Jaswinder Singh Baidwan

Akhran da mureed
Staff member
States are fully empowered to amend the “badly drafted” 2013 land law and seek Presidential assent before the amendment can be effected, Finance Minister Arun Jaitley today said, effectively putting the ball in court of states, particularly the Congress-ruled ones, to bring any changes, if they wanted to, in the Act formulated by the previous UPA government.
According to Jaitley, at a meeting convened by Prime Minister Narendra Modi, all Chief Ministers advocated “flexibility” to bring their own amendments “if the stalemate at the Centre continues”.
Penning an article “The Land Ordinance — The obvious reasons” on the day the NDA’s executive order bringing in the 13 excluded central legislations under the purview of the 2013 land Act came into force, Jaitley said: “If any state wishes to make some amendments to the Central (land) law, the same would be permitted by the Central Government… states can provide for alternative mechanism which balances the interests of farmers and also provides for land required for acquisition.”
Notably, inclusion of the 13 exempted Acts such as the Metro Railways Act, 1978; National Highways Act, 1956, Electricity Act, 2003; and the Railways Act, 1989, is being seen as a “strategic political decision” by the NDA to corner the Congress-ruled states, which had fought the NDA’s new Bill as “anti-farmer and anti-poor”.
In other words, if the states want to acquire land they would have to find ways to relax the law. “You will see how difficult it becomes to acquire even an inch of land now.
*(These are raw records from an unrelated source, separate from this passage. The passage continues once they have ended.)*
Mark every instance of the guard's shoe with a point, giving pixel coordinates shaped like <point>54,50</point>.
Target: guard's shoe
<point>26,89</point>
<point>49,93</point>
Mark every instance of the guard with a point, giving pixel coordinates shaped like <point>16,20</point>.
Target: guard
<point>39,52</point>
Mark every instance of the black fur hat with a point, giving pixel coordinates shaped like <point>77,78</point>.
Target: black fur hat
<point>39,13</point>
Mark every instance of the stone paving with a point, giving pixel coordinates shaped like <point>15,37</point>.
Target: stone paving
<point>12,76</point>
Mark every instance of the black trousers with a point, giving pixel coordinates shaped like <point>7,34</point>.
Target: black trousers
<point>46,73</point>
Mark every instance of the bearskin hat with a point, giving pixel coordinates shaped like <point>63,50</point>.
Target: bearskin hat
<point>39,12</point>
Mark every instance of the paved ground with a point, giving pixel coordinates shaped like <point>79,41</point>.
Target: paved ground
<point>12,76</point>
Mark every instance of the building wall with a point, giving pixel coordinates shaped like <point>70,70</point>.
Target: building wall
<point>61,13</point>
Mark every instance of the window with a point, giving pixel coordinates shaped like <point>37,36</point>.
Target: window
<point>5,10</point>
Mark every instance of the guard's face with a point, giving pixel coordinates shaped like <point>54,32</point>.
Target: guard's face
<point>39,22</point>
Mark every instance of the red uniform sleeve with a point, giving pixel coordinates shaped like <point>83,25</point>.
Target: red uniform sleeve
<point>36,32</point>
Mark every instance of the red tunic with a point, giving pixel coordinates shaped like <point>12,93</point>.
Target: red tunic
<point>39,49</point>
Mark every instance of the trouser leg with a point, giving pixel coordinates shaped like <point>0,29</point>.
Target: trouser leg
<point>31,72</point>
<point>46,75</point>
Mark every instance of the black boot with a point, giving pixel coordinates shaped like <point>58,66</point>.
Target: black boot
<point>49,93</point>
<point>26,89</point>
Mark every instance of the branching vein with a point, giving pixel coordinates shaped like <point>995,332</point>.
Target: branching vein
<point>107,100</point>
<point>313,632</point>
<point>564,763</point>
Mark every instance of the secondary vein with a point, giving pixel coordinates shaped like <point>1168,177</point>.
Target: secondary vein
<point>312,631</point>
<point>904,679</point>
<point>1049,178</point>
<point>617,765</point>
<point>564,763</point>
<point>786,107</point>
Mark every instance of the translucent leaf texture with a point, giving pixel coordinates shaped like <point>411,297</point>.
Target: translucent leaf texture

It is over to states, including those ruled by the Congress, to manage their individual land acquisition needs .They have rejected cooperative federalism so let then try competitive federalism now,” a BJP leader commented.
Meanwhile, terming the UPA’s law a “badly drafted legislation with a lot of ambiguities and obvious errors”, Jaitley accused the Congress of changing position on the land Bill after the Modi government brought an ordinance — the object of which was to give certain amount of “flexibility” to the states as “they know their requirements the best”. “A series of legitimate difficulties would arise once the Act (2013) is seriously implemented,” he said as he trashed Congress’ claim that the 2013 law provided for consent of the farmers before the land was acquired which was snatched away by the one drafted by the NDA government.